All HIPAA documentation has to be maintained for six years after the event(s) the document(s) relate to. Therefore, if an employee signed an attestation that they received Privacy Rule training in 2018, and refresher training wasn´t provided until 2021, the original attestation will have to be kept until 2027. The same principle applies if refresher or additional privacy training was provided as the result of a policy change, risk assessment, corrective action order, or employee promotion.

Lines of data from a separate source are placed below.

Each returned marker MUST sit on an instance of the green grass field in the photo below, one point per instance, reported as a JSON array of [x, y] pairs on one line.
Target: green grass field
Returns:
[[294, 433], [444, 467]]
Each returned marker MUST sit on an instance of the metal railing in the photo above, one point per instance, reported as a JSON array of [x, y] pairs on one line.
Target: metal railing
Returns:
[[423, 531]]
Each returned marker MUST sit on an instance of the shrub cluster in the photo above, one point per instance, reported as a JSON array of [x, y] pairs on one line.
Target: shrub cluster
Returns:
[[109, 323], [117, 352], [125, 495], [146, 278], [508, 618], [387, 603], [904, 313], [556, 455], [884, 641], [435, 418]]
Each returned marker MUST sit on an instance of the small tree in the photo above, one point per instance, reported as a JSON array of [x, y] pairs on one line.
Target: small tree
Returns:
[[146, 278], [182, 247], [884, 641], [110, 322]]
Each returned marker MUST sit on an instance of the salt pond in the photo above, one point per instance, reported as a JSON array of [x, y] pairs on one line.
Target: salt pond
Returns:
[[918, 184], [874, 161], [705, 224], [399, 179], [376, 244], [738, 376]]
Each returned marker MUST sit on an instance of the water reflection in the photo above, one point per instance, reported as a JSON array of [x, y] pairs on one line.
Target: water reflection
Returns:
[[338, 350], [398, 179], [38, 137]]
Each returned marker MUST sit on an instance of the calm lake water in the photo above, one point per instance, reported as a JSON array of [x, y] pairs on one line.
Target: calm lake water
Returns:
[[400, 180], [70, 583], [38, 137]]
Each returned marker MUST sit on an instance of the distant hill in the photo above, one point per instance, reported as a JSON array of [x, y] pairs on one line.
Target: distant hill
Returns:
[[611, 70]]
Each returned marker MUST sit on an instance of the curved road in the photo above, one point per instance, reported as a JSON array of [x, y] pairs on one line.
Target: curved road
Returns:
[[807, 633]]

There are various online training courses one can take to get certified. Some courses are role specific, whereas others provide general HIPAA training. Both types of courses can be beneficial to job seekers, while general HIPAA training is often used by Covered Entities and Business Associates to provide periodic refresher training – a copy of the certificate being used as documentation that training was provided in the event of an OCR audit, investigation, or inspection.
There are two federal requirements for HIPAA training. The first is that Covered Entities must provide policy and procedure training “to each new member of the workforce within a reasonable period of time after the person joins the Covered Entities workforce” (45 CFR § 164.530), and the second is that Covered Entities and Business Associates “implement a security and awareness training program for all members of the workforce” (45 CFR § 164.308).
Responsibility varies depending on the size of the organization, the nature of its operations, and the available resources. In smaller healthcare organizations, a healthcare administrator will likely be responsible for Privacy Rule training, while a senior member of the IT team will be responsible for Security Rule training. Sometimes, one person will fill both roles. In larger organizations, the responsibility for training all employees on HIPAA is shared between a compliance team.